예제에 있단 파일로 돌렸더니 94개 나온다. 근데 94개가 저렇게 중구난방으로 나오니까 힘들다... 이거 넘파이 배열로 바꿔서 깔쌈하게 보여주면 안되나? 

from Bio import SeqIO
import numpy as np
identifiers = [seq_record.id for seq_record in SeqIO.parse("/home/koreanraichu/ls_orchid.gbk", "genbank")]
identifiers=np.array(identifiers)
identifiers=identifiers.reshape(2,47)
print(identifiers)

그래서 해봤다. 

[['Z78533.1' 'Z78532.1' 'Z78531.1' 'Z78530.1' 'Z78529.1' 'Z78527.1'
  'Z78526.1' 'Z78525.1' 'Z78524.1' 'Z78523.1' 'Z78522.1' 'Z78521.1'
  'Z78520.1' 'Z78519.1' 'Z78518.1' 'Z78517.1' 'Z78516.1' 'Z78515.1'
  'Z78514.1' 'Z78513.1' 'Z78512.1' 'Z78511.1' 'Z78510.1' 'Z78509.1'
  'Z78508.1' 'Z78507.1' 'Z78506.1' 'Z78505.1' 'Z78504.1' 'Z78503.1'
  'Z78502.1' 'Z78501.1' 'Z78500.1' 'Z78499.1' 'Z78498.1' 'Z78497.1'
  'Z78496.1' 'Z78495.1' 'Z78494.1' 'Z78493.1' 'Z78492.1' 'Z78491.1'
  'Z78490.1' 'Z78489.1' 'Z78488.1' 'Z78487.1' 'Z78486.1']
 ['Z78485.1' 'Z78484.1' 'Z78483.1' 'Z78482.1' 'Z78481.1' 'Z78480.1'
  'Z78479.1' 'Z78478.1' 'Z78477.1' 'Z78476.1' 'Z78475.1' 'Z78474.1'
  'Z78473.1' 'Z78472.1' 'Z78471.1' 'Z78470.1' 'Z78469.1' 'Z78468.1'
  'Z78467.1' 'Z78466.1' 'Z78465.1' 'Z78464.1' 'Z78463.1' 'Z78462.1'
  'Z78461.1' 'Z78460.1' 'Z78459.1' 'Z78458.1' 'Z78457.1' 'Z78456.1'
  'Z78455.1' 'Z78454.1' 'Z78453.1' 'Z78452.1' 'Z78451.1' 'Z78450.1'
  'Z78449.1' 'Z78448.1' 'Z78447.1' 'Z78446.1' 'Z78445.1' 'Z78444.1'
  'Z78443.1' 'Z78442.1' 'Z78441.1' 'Z78440.1' 'Z78439.1']]
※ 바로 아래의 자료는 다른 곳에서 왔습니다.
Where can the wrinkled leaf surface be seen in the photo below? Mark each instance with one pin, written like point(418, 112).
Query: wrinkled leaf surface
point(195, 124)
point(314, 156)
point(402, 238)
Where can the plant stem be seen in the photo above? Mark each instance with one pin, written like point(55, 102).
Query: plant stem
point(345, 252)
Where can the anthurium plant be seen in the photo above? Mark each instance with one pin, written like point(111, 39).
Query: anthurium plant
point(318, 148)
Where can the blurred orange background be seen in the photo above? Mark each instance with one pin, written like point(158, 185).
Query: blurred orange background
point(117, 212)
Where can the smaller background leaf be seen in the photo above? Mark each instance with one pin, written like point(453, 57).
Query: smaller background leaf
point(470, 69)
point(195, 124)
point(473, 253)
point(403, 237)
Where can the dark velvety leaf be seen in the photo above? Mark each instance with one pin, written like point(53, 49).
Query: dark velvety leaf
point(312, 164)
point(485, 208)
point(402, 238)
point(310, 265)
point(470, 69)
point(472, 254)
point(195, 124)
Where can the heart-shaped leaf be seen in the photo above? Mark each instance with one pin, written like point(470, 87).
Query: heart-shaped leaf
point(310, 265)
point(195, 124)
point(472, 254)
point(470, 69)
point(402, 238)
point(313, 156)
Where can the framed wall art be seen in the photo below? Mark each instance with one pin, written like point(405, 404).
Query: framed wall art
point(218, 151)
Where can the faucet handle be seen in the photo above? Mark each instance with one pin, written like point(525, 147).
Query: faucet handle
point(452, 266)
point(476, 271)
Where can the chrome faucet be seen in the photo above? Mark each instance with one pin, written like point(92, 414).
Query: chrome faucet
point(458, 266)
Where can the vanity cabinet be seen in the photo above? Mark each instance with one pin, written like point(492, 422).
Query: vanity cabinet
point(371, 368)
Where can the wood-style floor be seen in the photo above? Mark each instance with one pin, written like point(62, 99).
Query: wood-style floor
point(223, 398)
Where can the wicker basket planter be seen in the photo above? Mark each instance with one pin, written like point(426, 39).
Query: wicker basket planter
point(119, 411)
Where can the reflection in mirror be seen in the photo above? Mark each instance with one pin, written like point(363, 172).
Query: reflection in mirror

참고로 numpy array는 5*6을 만들려면 진짜 데이터가 30개 있어야된다. 즉, 저게 최선이다. 

 

레코드 반복

이것도 Iteration을 이용한다. 

from Bio import SeqIO
record_iterator = SeqIO.parse("/home/koreanraichu/rcsb_pdb_2B10.fasta", "fasta")

first_record = next(record_iterator)
print(first_record.id)
print(first_record.description)

second_record = next(record_iterator)
print(second_record.id)
print(second_record.description)
from Bio import SeqIO
first_record_2 = next(SeqIO.parse("/home/koreanraichu/rcsb_pdb_2B10.fasta", "fasta"))
print(first_record_2)

위 코드와 아래 코드 둘 다 iteration을 활용하는 건 맞다. 

2B10_1|Chains
2B10_1|Chains A, C|Cytochrome c peroxidase, mitochondrial|Saccharomyces cerevisiae (4932)
2B10_2|Chains
2B10_2|Chains B, D|Cytochrome c iso-1|Saccharomyces cerevisiae (4932)
ID: 2B10_1|Chains
Name: 2B10_1|Chains
Description: 2B10_1|Chains A, C|Cytochrome c peroxidase, mitochondrial|Saccharomyces cerevisiae (4932)
Number of features: 0
Seq('TTPLVHVASVEKGRSYEDFQKVYNAIALKLREDDEYDNYIGYGPVLVRLAWHTS...QGL')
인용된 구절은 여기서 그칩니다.